Ce fut devant ce bouge immonde, par la porte brisée duquel s’échappait, comme d’une bouche de l’enfer, une vapeur rougeâtre chargée d’émanations pestilentielles, que Ramirez s’arrêta.

— Où diable nous conduisez-vous ? lui demanda don Serapio avec une expression de dégoût qu’il ne put maîtriser à l’aspect repoussant de ce repaire.

Le marin posa un doigt sur sa bouche.

— Chut ! dit-il, vous le saurez. Attendez-moi un instant ici ; seulement ayez soin de vous tenir dans l’ombre de façon à ne pas être aperçus : les commensaux de cet honnête établissement ont de si nombreuses raisons de se défier des espions, que s’ils vous voyaient tout à coup apparaître au milieu d’eux ils seraient dans le premier moment capables de vous faire un mauvais parti.
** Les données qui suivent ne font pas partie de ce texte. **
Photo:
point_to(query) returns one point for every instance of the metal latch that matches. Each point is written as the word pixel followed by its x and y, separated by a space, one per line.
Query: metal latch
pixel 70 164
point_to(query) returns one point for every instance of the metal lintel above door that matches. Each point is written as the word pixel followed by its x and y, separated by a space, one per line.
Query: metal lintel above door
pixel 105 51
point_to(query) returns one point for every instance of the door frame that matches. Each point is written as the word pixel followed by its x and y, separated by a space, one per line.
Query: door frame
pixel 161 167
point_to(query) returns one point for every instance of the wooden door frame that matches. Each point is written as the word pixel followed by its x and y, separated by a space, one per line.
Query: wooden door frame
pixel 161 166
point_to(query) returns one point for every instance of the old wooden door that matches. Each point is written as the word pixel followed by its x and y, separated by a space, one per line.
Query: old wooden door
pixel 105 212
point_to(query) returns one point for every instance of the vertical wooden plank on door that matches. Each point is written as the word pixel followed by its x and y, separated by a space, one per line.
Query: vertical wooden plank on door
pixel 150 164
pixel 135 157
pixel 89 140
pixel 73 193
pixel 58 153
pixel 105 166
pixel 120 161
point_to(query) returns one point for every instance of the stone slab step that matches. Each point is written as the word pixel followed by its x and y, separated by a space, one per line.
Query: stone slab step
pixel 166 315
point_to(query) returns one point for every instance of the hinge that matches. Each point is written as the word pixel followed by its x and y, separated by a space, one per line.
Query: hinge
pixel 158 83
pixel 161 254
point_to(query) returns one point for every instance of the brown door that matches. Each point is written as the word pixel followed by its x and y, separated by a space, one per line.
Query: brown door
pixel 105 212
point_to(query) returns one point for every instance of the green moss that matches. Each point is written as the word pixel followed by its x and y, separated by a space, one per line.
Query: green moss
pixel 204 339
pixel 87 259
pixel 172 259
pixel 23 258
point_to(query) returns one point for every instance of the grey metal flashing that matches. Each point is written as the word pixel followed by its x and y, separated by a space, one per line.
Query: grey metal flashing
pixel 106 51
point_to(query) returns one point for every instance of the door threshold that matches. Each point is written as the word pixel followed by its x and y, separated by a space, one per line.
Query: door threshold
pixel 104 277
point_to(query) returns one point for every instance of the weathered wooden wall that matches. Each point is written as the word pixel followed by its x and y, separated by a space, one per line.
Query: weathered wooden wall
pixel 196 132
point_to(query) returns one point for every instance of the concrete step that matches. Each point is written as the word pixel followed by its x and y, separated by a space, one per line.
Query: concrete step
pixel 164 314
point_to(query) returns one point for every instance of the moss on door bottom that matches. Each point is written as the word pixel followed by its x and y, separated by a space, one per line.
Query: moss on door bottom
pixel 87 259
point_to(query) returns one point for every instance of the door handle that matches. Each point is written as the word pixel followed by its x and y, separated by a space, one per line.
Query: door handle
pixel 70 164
— Mais quelle nécessité, reprit avec insistance don Serapio, nous oblige à entrer dans ce cloaque pour ce que nous avons à nous dire ? Il me semble que nous devons au contraire rechercher la solitude.

Ramirez sourit avec finesse.

— Croyez-vous donc, dit-il, que si je n’avais eu que certaines nouvelles à vous apprendre, je vous aurais amenés jusqu’ici ?

— Pourquoi donc alors ?

— Vous le saurez bientôt, je ne puis rien vous dire en ce moment.